What I find especially striking and a bit ironic about this biblical waiting, is how it coincides with one of my own meaningful pauses. After college graduation, full of momentum (escaping Trinity Christian College; crossing the graduation stage; having a big party... doesn't this sound familiar?), I found myself in a humbling period of extended unemployment, with no promising possibilities in my field of teaching. I wanted to go to graduate school, but it wasn't the right time. I found myself needing to wait, though I wasn't patient about it, and at the time, it didn't seem very meaningful. Interestingly, I found myself, like the Israelites, at Elim. Though not quite the picture of palm trees and waterfront property that the Bible makes out, this was Chicago, afterall-it was a job. My time at Elim was very much still a time in the desert, though there was a providence in that desert that I could hardly see as anything but graciousness. It is striking to me looking back, how I interpreted ironically the water and the palm trees that was on Elim Christian Schools' sign. This was no picnic year for me. But maybe it was the year of reflection that I needed in order to get ready for the next step. I have consistently resisted calling this year of working with boys with autism a "year off," as is typical language for people in graduate school who don't go "straight through." However, I am still in the process of truly appreciating my year in Elim, in finding the meaning in the pause, in being grateful for the "being there."
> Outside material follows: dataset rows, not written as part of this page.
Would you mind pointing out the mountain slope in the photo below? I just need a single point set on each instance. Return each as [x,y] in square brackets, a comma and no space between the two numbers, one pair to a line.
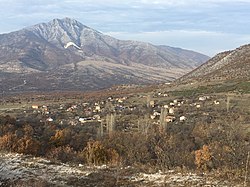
[47,50]
[229,65]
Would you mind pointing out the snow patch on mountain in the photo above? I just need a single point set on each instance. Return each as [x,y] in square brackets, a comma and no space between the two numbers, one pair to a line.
[71,44]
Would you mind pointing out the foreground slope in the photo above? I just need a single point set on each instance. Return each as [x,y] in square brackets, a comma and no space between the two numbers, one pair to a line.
[225,66]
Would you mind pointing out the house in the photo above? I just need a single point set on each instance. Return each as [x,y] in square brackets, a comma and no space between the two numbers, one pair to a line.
[165,106]
[152,103]
[169,119]
[183,118]
[216,102]
[171,111]
[34,106]
[49,119]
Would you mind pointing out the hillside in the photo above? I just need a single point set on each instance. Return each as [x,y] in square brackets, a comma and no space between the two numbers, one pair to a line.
[225,66]
[64,54]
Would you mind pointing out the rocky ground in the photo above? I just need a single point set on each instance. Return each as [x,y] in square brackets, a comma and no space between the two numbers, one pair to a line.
[23,170]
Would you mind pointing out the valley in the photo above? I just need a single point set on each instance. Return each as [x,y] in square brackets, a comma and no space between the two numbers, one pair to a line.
[154,133]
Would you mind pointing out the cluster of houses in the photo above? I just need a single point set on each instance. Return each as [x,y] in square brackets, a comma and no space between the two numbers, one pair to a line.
[158,105]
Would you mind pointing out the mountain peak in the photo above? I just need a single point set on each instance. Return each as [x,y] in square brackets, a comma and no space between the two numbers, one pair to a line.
[67,22]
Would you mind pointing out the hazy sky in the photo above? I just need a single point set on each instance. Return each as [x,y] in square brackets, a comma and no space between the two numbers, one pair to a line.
[207,26]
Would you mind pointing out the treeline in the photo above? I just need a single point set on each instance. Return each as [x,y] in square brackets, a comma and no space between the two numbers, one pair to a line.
[200,146]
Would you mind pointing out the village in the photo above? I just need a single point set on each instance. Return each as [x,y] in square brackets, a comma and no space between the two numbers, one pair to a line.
[127,113]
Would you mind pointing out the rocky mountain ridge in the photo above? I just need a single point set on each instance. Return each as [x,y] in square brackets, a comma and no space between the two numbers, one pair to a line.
[228,65]
[49,50]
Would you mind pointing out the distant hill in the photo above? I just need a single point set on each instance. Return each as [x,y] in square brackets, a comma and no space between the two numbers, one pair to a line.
[67,55]
[229,65]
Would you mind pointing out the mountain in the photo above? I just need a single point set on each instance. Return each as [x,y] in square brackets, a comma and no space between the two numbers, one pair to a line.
[67,55]
[229,65]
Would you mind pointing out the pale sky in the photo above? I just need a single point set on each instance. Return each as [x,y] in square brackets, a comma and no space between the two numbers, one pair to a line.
[206,26]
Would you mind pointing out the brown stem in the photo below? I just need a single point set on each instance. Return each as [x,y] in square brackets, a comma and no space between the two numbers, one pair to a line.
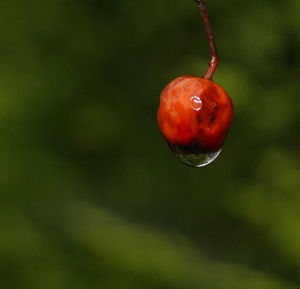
[214,57]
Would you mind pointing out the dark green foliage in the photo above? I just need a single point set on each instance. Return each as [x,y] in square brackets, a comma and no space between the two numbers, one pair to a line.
[91,196]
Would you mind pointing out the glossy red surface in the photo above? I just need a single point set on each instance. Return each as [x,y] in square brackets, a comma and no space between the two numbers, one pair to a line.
[194,114]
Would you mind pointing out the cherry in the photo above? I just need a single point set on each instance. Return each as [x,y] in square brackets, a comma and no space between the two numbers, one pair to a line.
[195,113]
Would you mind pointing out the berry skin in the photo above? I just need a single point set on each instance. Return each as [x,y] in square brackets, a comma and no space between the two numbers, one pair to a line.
[194,114]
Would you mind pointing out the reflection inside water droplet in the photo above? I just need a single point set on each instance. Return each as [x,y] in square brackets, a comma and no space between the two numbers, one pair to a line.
[196,102]
[193,157]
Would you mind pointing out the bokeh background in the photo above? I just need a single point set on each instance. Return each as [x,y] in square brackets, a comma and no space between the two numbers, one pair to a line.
[91,196]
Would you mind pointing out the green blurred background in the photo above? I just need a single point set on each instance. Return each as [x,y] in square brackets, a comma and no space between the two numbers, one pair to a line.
[91,196]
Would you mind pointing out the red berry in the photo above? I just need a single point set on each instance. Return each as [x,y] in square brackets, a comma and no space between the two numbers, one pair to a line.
[194,115]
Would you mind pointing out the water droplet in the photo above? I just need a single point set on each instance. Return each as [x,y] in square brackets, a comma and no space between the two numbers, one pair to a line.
[196,102]
[193,157]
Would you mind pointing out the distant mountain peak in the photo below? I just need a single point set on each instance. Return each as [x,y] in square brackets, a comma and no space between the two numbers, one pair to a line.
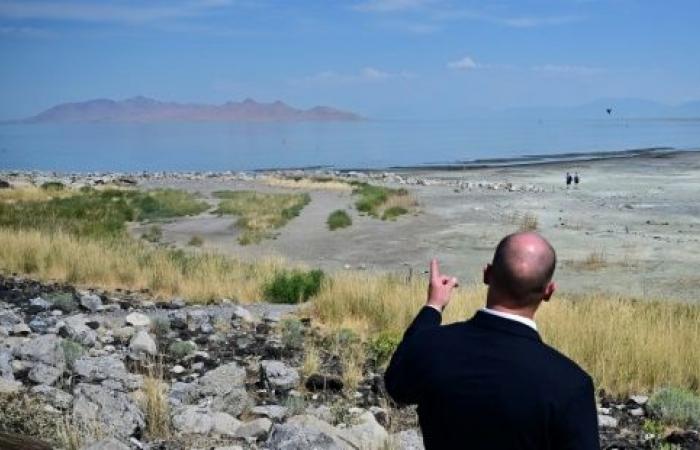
[145,109]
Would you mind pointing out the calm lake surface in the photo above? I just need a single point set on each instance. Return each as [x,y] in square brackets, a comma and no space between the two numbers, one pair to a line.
[370,144]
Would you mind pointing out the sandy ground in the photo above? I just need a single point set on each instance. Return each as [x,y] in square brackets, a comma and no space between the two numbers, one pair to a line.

I feel so painfully slow in learning my lessons. Before fully comprehending the meaningful pause that was my literal Elim, another, figurative one is upon me. While I am still in school, and there has been no pausing to speak of in recent history-the uncertainties of the coming year are looming large. Elim Christian School is miles behind me, but I am once again in a place where I must wait patiently upon decisions and live faithfully in the "being here." I am not yet ready to go on to the next step in my educational journey-that is for a time that is yet beyond me, maybe next fall and maybe later than that. Right now I must do all that I can to take advantage of these moments of reflection that PhD applications have been granting me, and continue till completion the journey already before me.
Forced or chosen-there are numerous opportunities in our daily lives to benefit from meaningful pauses. I am still learning to rest in God's providing and the assurance of God's testing. Will it be in my current "Elim" that I rest in the shade of the palm trees near the water? Or will I miss this meaning-filled pause on my journey? Will you?